Training Costs: Free
Minimum Number of Segments for Training: No limitations
Training Time: Seconds

Create a Project

To create a project:

  1. Visit Intento MT Studio

  2. Select Create project → Train & Evaluate models:

    1-Train & Evaluate models.png
  3. Enter a name for your new project and the source and target languages:

    2-source and target languages.png
  4. Upload files with parallel data (translation memory) and process them:

    3-parallel data.png
  5. Choose a provider in the Provider field

  6. Choose an account in the Connected account field.

    If you're having trouble with accounts, contact your organization's admin or Intento support.

  7. To train a model from another provider, select Add provider and choose another provider and connected account.

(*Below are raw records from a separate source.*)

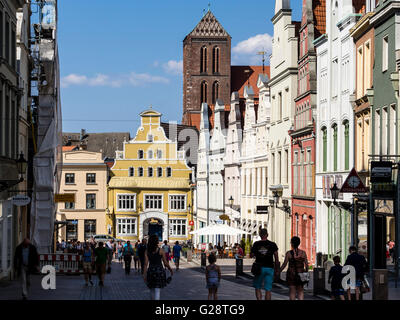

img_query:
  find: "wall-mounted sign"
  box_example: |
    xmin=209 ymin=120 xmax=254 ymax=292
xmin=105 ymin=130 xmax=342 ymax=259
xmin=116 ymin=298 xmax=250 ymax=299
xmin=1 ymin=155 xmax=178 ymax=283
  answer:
xmin=54 ymin=193 xmax=75 ymax=202
xmin=371 ymin=161 xmax=393 ymax=183
xmin=256 ymin=206 xmax=269 ymax=214
xmin=11 ymin=194 xmax=31 ymax=207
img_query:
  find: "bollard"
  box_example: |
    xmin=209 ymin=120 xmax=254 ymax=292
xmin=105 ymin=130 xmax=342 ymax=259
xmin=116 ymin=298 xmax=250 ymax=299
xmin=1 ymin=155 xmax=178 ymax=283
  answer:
xmin=236 ymin=258 xmax=243 ymax=277
xmin=186 ymin=250 xmax=193 ymax=262
xmin=372 ymin=269 xmax=389 ymax=300
xmin=313 ymin=268 xmax=326 ymax=295
xmin=201 ymin=252 xmax=207 ymax=269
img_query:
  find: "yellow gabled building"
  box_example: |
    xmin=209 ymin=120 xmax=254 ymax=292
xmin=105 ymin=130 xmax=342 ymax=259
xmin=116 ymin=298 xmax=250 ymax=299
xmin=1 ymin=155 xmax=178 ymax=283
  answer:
xmin=107 ymin=109 xmax=193 ymax=242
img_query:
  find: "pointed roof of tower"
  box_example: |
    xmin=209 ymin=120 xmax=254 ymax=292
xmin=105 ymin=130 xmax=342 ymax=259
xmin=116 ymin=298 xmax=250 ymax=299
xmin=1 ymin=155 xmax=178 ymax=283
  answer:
xmin=189 ymin=10 xmax=230 ymax=37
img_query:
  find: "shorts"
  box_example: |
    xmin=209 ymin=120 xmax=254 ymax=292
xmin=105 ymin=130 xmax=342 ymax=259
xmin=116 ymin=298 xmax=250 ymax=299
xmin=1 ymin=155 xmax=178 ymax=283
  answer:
xmin=83 ymin=262 xmax=92 ymax=272
xmin=253 ymin=267 xmax=274 ymax=291
xmin=331 ymin=289 xmax=344 ymax=297
xmin=96 ymin=263 xmax=106 ymax=274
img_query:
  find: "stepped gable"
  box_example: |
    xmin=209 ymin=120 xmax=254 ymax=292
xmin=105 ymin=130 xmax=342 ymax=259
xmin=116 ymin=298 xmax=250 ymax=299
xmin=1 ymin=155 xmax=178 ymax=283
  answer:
xmin=190 ymin=11 xmax=229 ymax=37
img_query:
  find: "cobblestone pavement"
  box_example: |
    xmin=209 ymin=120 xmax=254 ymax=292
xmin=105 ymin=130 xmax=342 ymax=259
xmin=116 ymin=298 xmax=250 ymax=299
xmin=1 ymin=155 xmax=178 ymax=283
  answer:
xmin=0 ymin=261 xmax=288 ymax=300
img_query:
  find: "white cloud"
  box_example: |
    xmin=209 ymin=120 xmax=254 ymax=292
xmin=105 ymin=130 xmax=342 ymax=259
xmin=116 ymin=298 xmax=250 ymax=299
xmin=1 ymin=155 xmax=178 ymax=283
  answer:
xmin=232 ymin=33 xmax=272 ymax=65
xmin=61 ymin=72 xmax=169 ymax=88
xmin=163 ymin=60 xmax=183 ymax=75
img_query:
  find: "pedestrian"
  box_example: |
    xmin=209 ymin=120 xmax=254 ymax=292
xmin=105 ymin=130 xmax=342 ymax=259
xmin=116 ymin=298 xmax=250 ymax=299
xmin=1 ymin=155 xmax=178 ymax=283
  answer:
xmin=280 ymin=237 xmax=308 ymax=300
xmin=206 ymin=254 xmax=221 ymax=300
xmin=94 ymin=242 xmax=109 ymax=287
xmin=172 ymin=241 xmax=182 ymax=271
xmin=328 ymin=256 xmax=344 ymax=300
xmin=138 ymin=239 xmax=147 ymax=274
xmin=250 ymin=229 xmax=279 ymax=300
xmin=344 ymin=246 xmax=368 ymax=300
xmin=133 ymin=242 xmax=140 ymax=273
xmin=82 ymin=243 xmax=94 ymax=286
xmin=14 ymin=238 xmax=39 ymax=300
xmin=122 ymin=241 xmax=133 ymax=275
xmin=389 ymin=240 xmax=395 ymax=263
xmin=143 ymin=235 xmax=173 ymax=300
xmin=162 ymin=240 xmax=171 ymax=261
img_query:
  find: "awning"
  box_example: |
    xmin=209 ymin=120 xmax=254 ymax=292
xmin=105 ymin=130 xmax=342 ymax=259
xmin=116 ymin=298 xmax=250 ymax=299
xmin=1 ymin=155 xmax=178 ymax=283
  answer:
xmin=190 ymin=224 xmax=249 ymax=236
xmin=108 ymin=177 xmax=190 ymax=189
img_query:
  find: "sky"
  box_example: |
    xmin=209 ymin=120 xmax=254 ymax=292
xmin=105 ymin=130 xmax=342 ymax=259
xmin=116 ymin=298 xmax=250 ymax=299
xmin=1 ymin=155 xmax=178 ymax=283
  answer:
xmin=58 ymin=0 xmax=301 ymax=135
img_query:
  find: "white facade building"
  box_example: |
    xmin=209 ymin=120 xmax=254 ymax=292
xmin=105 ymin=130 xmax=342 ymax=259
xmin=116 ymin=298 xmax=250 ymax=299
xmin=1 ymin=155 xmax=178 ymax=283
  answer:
xmin=314 ymin=0 xmax=361 ymax=261
xmin=240 ymin=74 xmax=270 ymax=241
xmin=268 ymin=0 xmax=299 ymax=260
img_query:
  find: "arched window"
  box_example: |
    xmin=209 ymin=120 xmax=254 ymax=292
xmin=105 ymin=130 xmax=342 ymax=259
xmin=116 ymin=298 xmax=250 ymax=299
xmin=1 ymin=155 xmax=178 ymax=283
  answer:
xmin=212 ymin=81 xmax=219 ymax=104
xmin=200 ymin=81 xmax=207 ymax=103
xmin=200 ymin=47 xmax=207 ymax=73
xmin=213 ymin=47 xmax=220 ymax=73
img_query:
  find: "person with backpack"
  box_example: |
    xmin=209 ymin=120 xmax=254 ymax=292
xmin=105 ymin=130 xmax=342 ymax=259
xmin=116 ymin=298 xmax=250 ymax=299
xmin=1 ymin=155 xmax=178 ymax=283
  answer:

  8. Select Create project

How to Make Sure your Data is Correct

MT Studio works with TMX, CSV, and TSV files. To make sure your data is correct:

  • CSV and TSV files must contain only two columns: source and target. There must not be any other columns in the file.

  • TMX files must contain only two languages

    • The first will be the source language

    • The second will be the target language

Training Process

After you start training, MT Studio shows the status of your models: 

  • Completed, if the model is ready.

  • In progress, if it's still training. While the training is in progress, the user can cancel the process.

  • If training has failed, you'll see Error and a redo arrow — select the arrow to start training again. 

4-Error.png

With trained models, it is easy to make translations for further deep evaluation.